Features | Performance drop | |
mic-a | mac-a | |
beginning N-grams | 2.07 | 2.11 |
first EDU | 1.85 | 1.71 |
separated by a semicolon | 1.09 | 0.85 |
the same verb | 0.37 | 0.32 |
auxiliary word zhe|着 or le|了 or guo|过 | 0.36 | 0.21 |
discourse connectives | 0.32 | 0.74 |
number word | 0.11 | 0.55 |
length difference in tokens | 0.04 | 0.12 |
length in EDUs | 0.01 | 0.01 |
In Chinese discourse tree building, the top two important features are beginning N-grams and first EDU. To our surprise, these two features are well suited to two salient properties of Chinese language. First, Chinese is a paratactic language, and compared with English, much less explicit connectives are used to connect two text spans, thus the lexicalization cues represented by beginning N-grams play a far more important role than discourse connectives. Second, Chinese is a topic-prominent language, and the first EDU often serves as a topic and is often in the highest level of the tree structure (for example in Fig. 1, “改革开放以来| since the reform and opening” is a topic), making first EDU a crucial feature for Chinese discourse tree construction.
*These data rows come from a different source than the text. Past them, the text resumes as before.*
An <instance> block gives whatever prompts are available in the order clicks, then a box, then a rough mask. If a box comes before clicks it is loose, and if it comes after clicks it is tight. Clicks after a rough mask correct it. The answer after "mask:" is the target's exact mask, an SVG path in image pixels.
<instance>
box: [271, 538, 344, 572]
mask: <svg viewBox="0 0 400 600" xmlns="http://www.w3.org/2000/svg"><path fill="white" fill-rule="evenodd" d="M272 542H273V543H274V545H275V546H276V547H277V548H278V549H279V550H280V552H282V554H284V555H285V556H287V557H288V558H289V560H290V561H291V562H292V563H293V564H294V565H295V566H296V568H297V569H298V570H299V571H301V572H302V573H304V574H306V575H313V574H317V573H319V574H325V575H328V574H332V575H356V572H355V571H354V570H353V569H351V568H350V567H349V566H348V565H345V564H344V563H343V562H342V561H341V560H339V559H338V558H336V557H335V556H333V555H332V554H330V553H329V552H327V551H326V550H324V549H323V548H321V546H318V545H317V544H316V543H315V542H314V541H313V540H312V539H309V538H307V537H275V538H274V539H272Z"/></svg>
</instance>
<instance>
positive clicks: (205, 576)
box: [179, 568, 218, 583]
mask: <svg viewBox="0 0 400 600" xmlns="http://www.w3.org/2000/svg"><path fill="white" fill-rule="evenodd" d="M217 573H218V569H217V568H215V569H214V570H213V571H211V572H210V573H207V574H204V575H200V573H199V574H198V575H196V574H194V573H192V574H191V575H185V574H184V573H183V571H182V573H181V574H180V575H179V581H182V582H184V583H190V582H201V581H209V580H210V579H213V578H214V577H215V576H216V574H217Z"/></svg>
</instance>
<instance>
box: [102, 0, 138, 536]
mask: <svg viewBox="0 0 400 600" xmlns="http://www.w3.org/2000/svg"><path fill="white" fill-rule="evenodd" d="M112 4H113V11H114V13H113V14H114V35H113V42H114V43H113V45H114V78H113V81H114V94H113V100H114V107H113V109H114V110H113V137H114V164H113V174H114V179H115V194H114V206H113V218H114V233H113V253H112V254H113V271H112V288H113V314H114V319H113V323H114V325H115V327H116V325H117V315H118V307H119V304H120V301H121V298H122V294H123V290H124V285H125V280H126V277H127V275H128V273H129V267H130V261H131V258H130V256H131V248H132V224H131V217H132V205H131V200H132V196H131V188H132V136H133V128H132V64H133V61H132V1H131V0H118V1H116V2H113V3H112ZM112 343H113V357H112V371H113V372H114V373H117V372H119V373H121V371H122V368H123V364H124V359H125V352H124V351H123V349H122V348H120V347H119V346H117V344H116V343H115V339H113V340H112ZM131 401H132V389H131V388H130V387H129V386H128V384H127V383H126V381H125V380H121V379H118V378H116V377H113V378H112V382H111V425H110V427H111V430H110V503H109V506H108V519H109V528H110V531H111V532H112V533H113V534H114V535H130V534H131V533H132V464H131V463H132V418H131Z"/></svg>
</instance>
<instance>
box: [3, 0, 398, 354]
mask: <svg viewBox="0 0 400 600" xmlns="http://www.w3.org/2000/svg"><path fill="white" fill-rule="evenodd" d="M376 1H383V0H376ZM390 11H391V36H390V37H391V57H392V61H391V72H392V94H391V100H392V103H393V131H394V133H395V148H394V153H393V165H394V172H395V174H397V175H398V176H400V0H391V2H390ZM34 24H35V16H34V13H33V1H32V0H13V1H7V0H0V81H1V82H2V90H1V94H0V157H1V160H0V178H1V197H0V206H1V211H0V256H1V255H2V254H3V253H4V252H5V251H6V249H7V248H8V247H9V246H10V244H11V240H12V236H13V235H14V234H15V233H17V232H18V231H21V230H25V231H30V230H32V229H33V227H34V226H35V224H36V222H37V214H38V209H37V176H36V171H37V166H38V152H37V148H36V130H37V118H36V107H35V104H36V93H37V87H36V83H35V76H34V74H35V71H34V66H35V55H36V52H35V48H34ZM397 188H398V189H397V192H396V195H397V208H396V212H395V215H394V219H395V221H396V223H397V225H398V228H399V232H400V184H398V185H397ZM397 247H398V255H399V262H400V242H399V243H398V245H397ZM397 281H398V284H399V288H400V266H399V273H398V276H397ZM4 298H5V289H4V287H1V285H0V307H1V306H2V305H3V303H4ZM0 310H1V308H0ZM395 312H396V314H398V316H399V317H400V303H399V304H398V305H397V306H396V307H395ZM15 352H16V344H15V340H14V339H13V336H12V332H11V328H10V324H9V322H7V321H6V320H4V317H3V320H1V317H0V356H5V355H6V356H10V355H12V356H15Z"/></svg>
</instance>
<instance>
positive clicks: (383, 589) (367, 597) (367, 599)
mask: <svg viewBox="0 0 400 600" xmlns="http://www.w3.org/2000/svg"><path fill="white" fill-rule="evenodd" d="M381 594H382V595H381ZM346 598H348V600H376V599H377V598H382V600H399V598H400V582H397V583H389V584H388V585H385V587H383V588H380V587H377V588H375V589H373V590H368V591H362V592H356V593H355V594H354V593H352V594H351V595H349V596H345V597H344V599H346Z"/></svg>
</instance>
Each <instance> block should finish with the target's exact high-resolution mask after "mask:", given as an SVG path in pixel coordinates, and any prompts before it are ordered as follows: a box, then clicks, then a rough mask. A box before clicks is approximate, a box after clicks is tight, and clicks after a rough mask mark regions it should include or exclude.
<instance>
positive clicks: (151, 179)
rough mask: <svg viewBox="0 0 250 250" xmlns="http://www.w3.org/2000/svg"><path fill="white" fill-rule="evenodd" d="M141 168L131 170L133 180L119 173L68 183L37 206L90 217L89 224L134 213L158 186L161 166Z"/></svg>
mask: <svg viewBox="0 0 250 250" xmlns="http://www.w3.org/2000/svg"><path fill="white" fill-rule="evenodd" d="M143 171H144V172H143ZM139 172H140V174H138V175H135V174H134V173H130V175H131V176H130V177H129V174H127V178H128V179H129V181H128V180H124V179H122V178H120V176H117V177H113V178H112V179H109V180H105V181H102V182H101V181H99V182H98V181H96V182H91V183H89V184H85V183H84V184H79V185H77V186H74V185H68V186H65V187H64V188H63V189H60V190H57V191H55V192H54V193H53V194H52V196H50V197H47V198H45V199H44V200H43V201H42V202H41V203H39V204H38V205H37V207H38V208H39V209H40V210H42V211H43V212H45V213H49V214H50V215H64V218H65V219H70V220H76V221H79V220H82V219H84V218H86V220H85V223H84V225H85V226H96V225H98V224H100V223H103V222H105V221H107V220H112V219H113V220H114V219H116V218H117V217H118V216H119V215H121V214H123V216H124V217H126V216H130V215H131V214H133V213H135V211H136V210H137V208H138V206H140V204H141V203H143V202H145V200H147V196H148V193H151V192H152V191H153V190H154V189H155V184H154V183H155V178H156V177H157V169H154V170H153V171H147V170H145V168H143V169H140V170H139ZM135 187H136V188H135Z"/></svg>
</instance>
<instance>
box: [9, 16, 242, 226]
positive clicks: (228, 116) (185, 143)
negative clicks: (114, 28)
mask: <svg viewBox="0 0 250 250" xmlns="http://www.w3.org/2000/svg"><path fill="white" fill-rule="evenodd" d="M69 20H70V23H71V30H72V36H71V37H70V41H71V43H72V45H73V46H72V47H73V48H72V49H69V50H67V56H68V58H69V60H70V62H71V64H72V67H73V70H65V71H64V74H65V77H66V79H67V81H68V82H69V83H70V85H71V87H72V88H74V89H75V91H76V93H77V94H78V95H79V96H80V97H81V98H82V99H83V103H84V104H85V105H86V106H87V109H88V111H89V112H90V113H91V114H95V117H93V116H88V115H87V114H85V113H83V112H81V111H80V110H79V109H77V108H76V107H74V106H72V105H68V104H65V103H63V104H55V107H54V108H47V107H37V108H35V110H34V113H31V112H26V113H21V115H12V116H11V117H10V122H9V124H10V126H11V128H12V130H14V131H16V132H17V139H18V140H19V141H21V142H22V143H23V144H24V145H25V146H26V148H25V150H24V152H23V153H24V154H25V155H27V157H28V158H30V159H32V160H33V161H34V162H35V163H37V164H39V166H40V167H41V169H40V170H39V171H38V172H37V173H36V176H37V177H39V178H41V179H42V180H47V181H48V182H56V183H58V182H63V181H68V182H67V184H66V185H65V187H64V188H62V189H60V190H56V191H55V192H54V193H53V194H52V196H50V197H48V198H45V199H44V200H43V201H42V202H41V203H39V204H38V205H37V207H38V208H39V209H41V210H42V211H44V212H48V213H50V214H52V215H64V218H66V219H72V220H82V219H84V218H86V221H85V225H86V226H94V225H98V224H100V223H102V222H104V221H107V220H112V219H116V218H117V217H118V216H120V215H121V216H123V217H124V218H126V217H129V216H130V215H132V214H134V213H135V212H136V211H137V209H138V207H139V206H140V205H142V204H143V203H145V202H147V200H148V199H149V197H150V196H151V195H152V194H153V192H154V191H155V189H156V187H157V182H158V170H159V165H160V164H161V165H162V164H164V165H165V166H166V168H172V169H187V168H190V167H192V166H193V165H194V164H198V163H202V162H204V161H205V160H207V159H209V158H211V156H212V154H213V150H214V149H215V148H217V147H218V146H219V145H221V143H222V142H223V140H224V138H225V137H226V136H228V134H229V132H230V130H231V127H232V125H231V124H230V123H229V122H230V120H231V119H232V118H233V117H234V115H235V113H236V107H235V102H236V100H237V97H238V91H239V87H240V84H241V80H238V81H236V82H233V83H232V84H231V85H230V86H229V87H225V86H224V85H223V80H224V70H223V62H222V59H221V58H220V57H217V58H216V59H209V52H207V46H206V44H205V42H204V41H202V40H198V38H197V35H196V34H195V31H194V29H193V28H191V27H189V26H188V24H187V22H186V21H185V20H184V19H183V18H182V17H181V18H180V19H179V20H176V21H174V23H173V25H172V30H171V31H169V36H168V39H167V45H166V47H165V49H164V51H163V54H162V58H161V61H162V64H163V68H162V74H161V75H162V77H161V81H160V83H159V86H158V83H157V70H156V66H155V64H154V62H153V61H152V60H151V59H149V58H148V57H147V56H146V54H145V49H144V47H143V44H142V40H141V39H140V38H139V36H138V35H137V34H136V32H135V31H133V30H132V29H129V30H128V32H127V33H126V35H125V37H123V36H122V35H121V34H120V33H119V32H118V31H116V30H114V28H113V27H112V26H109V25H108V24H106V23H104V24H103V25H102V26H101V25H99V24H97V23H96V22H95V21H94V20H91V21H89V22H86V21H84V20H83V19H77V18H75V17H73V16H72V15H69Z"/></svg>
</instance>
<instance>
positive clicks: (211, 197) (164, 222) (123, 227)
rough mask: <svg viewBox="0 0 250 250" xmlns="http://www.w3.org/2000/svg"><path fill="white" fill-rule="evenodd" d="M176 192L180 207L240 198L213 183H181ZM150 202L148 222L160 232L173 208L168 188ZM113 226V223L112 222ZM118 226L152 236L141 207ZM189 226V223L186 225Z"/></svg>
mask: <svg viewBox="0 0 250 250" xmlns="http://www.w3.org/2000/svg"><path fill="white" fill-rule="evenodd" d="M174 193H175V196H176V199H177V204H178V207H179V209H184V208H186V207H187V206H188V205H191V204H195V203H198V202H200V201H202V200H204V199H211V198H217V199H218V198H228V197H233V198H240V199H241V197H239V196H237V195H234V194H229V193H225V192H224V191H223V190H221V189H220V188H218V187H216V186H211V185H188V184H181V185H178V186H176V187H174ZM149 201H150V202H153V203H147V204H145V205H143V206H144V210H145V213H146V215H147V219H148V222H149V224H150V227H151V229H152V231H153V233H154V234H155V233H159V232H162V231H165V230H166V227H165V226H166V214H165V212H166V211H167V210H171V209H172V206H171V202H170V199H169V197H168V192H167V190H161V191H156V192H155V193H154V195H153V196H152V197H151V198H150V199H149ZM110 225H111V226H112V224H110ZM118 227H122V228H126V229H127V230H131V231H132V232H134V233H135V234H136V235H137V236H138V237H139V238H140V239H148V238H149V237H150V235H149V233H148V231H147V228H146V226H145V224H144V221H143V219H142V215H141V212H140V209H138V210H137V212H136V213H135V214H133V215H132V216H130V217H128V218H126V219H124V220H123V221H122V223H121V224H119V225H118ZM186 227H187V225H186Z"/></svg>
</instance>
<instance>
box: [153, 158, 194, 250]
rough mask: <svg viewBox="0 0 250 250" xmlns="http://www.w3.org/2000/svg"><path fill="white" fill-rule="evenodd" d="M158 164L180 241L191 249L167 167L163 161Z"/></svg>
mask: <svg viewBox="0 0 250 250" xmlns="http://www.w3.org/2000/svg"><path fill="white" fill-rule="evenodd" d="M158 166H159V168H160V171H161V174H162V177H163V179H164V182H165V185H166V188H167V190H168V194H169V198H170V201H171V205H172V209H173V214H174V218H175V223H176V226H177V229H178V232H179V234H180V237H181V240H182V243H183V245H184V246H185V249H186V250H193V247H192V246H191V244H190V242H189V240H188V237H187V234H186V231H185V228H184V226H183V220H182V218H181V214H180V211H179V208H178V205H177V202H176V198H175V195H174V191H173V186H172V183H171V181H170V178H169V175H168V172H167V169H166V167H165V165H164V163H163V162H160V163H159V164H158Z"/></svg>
5.4 ParameterIn our SVM-R model, as shown in Algorithm 1, there is a tuned parameter θ to measure the probability difference among three elements. We also investigate the effect of θ value on the performance, as illustrated in Fig. 3. When θ value is in (0, 0.45], SVM-R outperformers SVM-H.
6 Conclusion
In this paper, we build a Chinese discourse annotated corpus in the RST-framework, and then we propose a ranking-like SVM-R model, which aims to capture the relative associated strength among three consecutive elements, to automatically construct the Chinese discourse tree. In the experiment, our SVM-R model significantly outperforms the previous approach. In addition, we present and analyze some useful features for Chinese discourse tree building.
There is still a lot of room to improve for Chinese discourse tree construction. In future work, we wish to extract more informative linguistic features, including the syntactic tree features learnt from the deep processing of texts and the word embedding features learnt from large unlabeled data. On the other hand, we wish to apply our SVM-R model to other languages and other data, such as the English RST-DT corpus. Also our SVM-R model can be applied to other similar tasks in the NLP field.